From teen age I realize people likes me. Where ever I go
people wants me to make their daughter in law. Somehow, they always use to find
out a man in their family. It could be their son, brother’s or sister’s son,
brother or any other relative and started to convince that poor guy to marry
me. Because they thought I could be a very good daughter in law.
When I became adult, I found boys around me likes me. They
try to offer me to marry or make a relationship with me.
From these situations I thought, maybe I am very good person,
who can be a very good wife and daughter in law. I never have to be afraid
about in laws family.
After marriage, I realize I was wrong. My in-laws family don’t
like me, they found thousands of negative points about me.

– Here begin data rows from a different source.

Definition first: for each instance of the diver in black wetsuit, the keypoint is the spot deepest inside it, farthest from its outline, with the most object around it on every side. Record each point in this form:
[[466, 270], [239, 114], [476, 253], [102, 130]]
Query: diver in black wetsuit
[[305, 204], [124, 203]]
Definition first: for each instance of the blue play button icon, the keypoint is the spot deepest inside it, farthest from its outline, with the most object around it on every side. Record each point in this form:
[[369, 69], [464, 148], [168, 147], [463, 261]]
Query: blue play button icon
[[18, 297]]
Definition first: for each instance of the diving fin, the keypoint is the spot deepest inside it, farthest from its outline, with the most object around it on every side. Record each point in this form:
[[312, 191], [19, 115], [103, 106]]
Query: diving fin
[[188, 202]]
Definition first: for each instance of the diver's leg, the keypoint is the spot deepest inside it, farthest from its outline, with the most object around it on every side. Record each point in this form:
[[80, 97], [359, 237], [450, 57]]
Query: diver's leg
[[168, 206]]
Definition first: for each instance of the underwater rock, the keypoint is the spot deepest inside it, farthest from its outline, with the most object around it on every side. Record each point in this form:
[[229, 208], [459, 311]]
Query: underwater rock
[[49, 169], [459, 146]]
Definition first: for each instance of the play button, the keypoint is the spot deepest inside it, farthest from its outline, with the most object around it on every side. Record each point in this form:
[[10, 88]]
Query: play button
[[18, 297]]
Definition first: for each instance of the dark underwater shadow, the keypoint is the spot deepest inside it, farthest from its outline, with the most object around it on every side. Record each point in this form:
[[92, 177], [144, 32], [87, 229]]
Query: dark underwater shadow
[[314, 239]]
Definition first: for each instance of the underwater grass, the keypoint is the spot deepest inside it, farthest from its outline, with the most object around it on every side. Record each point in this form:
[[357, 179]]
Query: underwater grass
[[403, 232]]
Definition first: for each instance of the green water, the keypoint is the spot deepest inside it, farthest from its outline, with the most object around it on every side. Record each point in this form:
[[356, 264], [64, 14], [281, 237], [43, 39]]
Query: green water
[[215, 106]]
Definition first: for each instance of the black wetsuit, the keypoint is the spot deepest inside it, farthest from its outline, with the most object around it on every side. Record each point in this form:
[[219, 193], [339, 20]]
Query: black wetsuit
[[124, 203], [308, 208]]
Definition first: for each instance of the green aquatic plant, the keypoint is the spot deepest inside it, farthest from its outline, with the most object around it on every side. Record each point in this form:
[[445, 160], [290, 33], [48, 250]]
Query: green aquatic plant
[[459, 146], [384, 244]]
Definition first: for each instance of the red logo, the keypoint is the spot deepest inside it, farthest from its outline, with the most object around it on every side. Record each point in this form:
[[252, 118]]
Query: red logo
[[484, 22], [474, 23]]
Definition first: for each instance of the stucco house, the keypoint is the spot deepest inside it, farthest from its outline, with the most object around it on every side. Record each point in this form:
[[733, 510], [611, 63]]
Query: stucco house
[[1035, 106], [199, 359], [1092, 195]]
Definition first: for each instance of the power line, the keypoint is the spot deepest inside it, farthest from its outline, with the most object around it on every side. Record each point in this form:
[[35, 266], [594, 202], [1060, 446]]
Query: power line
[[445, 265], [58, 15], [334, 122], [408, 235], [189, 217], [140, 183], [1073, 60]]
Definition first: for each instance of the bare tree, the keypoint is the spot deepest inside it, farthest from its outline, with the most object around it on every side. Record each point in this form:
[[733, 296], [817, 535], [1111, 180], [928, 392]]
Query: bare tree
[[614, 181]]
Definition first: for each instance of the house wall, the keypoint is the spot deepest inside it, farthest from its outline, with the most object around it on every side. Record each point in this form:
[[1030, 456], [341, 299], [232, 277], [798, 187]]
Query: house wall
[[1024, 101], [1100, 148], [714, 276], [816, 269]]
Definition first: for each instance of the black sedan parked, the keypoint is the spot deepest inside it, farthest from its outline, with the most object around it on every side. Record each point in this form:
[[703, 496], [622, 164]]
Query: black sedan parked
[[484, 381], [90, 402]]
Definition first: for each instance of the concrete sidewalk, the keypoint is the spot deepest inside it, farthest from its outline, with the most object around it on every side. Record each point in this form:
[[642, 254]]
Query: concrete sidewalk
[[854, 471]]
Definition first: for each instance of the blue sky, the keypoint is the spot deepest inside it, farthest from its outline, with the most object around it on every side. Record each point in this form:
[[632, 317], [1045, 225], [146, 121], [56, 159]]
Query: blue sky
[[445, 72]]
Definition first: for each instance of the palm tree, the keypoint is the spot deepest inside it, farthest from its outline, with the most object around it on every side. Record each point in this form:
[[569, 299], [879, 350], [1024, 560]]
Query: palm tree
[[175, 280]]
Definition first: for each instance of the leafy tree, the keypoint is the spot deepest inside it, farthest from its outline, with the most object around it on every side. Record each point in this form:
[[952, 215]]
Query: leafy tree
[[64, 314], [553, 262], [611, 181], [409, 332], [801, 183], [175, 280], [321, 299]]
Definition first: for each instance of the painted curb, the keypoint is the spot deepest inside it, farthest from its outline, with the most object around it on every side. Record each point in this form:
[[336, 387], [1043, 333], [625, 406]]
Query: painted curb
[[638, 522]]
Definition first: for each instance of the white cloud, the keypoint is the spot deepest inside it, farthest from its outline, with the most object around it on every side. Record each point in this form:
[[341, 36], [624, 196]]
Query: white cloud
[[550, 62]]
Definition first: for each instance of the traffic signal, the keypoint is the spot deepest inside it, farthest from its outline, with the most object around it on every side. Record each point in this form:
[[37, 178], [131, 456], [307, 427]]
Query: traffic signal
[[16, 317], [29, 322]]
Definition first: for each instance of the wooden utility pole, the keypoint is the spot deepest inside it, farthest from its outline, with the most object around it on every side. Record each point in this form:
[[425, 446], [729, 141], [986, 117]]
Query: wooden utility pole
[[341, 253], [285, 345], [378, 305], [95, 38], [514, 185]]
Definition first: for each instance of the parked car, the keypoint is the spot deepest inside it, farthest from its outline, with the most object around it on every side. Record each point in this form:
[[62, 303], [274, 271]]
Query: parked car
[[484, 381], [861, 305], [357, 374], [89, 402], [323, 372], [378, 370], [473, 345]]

I like to travel new places. So, in the University I wanted
to study on Geography. I had heard, this subject’s students go for study tour
every year in different places. And, I will be very happy to learn about the
world. Though my family didn’t like it, I admitted at Geography &
Environment and after 2 classes, I realize, I have made a very wrong decision.
This is not my place.
I work sincerely, always try to improve myself and work in a
way that the company gets benefited. I believed my bosses will understand my
work and will give promotion or increase my wages. Again, I found myself very
wrong. I thought may be when I will get chance to work abroad, smart bosses
will promote me. But again, I was very wrong about me, maybe I don’t have any extra
ordinary quality so that no one interested to help me grow in the company.